I grew up on a Yorkshire farm as the eldest of two daughters. Helping out with the basic farm duties was a way of life for both of us: from fencing to lambing, from potato picking to taking cattle to market.
Every day my dad was up and out the door, rain or shine, and tasks were assigned with no thought to age, size or experience, and certainly not to gender. Often the speed and effectiveness of our actions meant the difference between life or death, profit or loss; such is the way of the farming world.
To this day, neither my sister nor I have ever had a sense of impossibility. Just last weekend, my young sister decided her patio was in need of repaving, and by Sunday evening the job had been researched, planned and done single handedly.
I have always been fuelled by a belief that we can do anything if we put our heads down, demand help when we need it, and then go for it.
That said, I’m no stranger to the lack of parity between men and women, and have experienced it firsthand during my transition from family farm helper to agency CEO. And it’s true – too few leadership roles are held by women in our industry. That’s why I applaud International Women’s Day, a global lens forcing discussion and action.
IWD pushes me to ask myself what we can do to help ourselves and other women become stronger catalysts for change. I would urge all of us to concentrate on our powerful strengths as women by doing the following:
Get to know yourself
Learn your preferences, when you're at your best, and your inherent strengths. Think about how you deliver the work you do. This wonderful advice came from the amazing Charlotte Beers, who encouraged me to "keep my own scorecard" – keep track of things that I do, as no one else would remember my achievements more than I would, and no one else would know my potential more than me.
Never stop listening
Women can be devastatingly effective at peeling back the layers and getting quickly to the core of an issue or opportunity through better listening.

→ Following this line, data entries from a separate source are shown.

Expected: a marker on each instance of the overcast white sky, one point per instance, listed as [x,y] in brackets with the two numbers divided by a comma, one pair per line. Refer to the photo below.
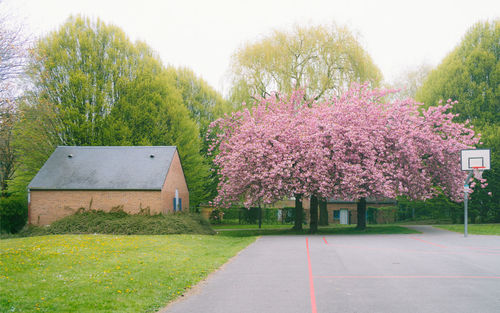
[203,34]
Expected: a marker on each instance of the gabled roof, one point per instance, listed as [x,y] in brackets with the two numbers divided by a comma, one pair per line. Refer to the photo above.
[105,168]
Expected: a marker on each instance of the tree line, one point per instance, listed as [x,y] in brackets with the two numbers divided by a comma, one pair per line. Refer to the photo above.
[86,83]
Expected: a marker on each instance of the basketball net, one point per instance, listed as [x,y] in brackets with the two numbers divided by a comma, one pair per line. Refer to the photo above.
[478,172]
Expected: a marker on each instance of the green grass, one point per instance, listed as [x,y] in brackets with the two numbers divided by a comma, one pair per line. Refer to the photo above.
[106,273]
[329,230]
[250,226]
[474,229]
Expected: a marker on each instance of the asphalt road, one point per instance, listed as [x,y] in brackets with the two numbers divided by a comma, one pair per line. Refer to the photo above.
[437,271]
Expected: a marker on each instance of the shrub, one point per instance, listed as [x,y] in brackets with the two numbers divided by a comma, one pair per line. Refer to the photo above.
[13,214]
[119,222]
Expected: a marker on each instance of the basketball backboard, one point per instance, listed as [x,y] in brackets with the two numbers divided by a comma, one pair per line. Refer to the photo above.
[475,159]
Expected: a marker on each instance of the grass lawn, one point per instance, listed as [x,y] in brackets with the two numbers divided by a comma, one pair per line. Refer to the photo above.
[475,229]
[327,230]
[251,226]
[106,273]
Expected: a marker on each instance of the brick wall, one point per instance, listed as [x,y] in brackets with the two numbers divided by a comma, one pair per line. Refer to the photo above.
[47,206]
[175,180]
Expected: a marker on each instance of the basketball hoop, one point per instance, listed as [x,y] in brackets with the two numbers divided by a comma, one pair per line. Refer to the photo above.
[478,172]
[474,161]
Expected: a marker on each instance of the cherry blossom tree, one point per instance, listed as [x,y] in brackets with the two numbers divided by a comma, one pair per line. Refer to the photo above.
[354,146]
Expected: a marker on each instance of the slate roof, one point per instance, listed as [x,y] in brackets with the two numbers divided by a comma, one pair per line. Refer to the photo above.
[105,168]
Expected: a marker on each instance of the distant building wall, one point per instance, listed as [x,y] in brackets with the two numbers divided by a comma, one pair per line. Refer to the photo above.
[47,206]
[331,207]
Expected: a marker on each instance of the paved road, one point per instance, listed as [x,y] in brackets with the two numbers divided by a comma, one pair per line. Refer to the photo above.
[437,271]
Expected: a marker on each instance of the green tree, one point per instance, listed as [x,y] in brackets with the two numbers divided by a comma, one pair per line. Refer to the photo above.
[92,86]
[324,60]
[471,75]
[205,105]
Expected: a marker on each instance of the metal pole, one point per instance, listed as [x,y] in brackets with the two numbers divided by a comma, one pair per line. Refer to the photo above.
[466,198]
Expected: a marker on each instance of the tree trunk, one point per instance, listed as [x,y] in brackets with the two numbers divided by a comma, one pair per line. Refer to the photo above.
[323,213]
[299,211]
[361,214]
[313,223]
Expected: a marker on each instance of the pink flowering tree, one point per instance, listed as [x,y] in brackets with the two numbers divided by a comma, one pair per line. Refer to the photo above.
[355,146]
[387,149]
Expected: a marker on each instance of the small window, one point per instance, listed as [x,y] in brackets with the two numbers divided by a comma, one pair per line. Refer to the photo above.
[177,205]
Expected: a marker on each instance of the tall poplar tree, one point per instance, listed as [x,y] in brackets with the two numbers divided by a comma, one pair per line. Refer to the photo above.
[92,86]
[470,74]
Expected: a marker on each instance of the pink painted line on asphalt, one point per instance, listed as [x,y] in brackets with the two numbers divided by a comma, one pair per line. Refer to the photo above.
[410,276]
[311,280]
[427,242]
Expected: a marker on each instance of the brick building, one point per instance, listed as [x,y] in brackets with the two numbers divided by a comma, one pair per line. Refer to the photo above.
[102,178]
[345,211]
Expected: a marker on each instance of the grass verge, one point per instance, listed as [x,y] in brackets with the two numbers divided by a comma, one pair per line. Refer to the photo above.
[106,273]
[474,229]
[329,230]
[251,226]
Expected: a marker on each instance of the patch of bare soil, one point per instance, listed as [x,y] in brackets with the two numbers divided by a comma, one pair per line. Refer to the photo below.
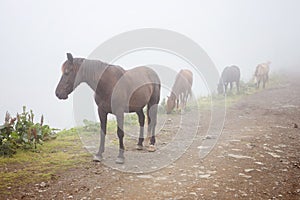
[256,157]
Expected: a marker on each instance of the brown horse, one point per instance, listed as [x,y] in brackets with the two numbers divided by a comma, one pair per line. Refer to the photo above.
[116,91]
[180,90]
[229,75]
[262,73]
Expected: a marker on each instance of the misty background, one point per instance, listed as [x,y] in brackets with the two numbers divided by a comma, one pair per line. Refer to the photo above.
[36,35]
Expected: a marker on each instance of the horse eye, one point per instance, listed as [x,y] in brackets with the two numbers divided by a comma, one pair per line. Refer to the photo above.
[67,71]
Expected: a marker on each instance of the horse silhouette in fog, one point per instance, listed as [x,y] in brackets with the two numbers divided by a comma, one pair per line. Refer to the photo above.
[262,73]
[181,90]
[229,75]
[116,91]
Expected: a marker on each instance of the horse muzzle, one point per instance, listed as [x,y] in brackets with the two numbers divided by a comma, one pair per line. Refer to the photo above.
[61,95]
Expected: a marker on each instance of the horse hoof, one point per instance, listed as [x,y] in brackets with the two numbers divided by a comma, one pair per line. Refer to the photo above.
[139,147]
[151,148]
[120,160]
[97,158]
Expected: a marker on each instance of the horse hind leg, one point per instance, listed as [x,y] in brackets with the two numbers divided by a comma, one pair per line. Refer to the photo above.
[141,117]
[103,119]
[120,132]
[152,120]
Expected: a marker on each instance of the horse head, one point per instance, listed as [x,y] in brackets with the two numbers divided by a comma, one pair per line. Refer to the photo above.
[67,82]
[220,88]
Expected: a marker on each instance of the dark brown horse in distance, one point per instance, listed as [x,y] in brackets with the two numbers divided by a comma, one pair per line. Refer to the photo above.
[229,75]
[181,90]
[262,73]
[116,91]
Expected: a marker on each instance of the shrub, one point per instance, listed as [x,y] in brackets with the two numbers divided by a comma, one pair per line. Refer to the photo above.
[22,132]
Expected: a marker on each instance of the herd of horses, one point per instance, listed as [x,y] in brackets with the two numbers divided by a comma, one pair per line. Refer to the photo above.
[119,91]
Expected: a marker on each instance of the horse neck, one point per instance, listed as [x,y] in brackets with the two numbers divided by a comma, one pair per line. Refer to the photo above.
[91,71]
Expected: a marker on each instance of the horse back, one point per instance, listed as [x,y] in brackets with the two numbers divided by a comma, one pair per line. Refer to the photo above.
[136,88]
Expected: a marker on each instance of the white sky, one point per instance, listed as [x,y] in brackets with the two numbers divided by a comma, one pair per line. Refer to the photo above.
[35,36]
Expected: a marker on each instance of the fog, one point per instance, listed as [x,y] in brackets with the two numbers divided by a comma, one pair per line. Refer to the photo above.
[35,37]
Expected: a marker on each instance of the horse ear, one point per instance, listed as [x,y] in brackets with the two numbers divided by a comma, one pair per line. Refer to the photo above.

This power to inspire trust through empathy and understanding should never be underestimated. It makes us powerful sales people and influencers. Asking the obvious questions, the ones others avoid asking for fear of looking stupid, can be incredibly disarming and insightful. The more you listen, the more you can get to transformational ideas rather than simply improve the status quo.
Make it personal and real
In today's snackable, short-attention span world it’s very easy to have transactional, faceless internal and external relationships. Yet the closer we are to people, and the more vulnerable we see each other, the greater the loyalty and connections, and the bigger the possibilities to build something meaningful. If you want to do something big, you need to open yourself up. You need to give with your heart.
Be generous in creating opportunities for others
I have yet to meet another woman who doesn't believe in the power of exposure and stretch for their colleagues and teams, both for the men and women around them. Champion colleagues, support them, see them fly, and their success will be yours. Believe me, they will return the favour through friendship and loyalty over and over.
Find your mountain guides
Keep your head in the clouds, keep conquering your mountains, but make sure you also have your feet on the ground. For every mountain you want to climb, there will be someone to turn to for guidance, direction, and advice, so build in asking for help to give you the confidence to succeed in new areas as you navigate through.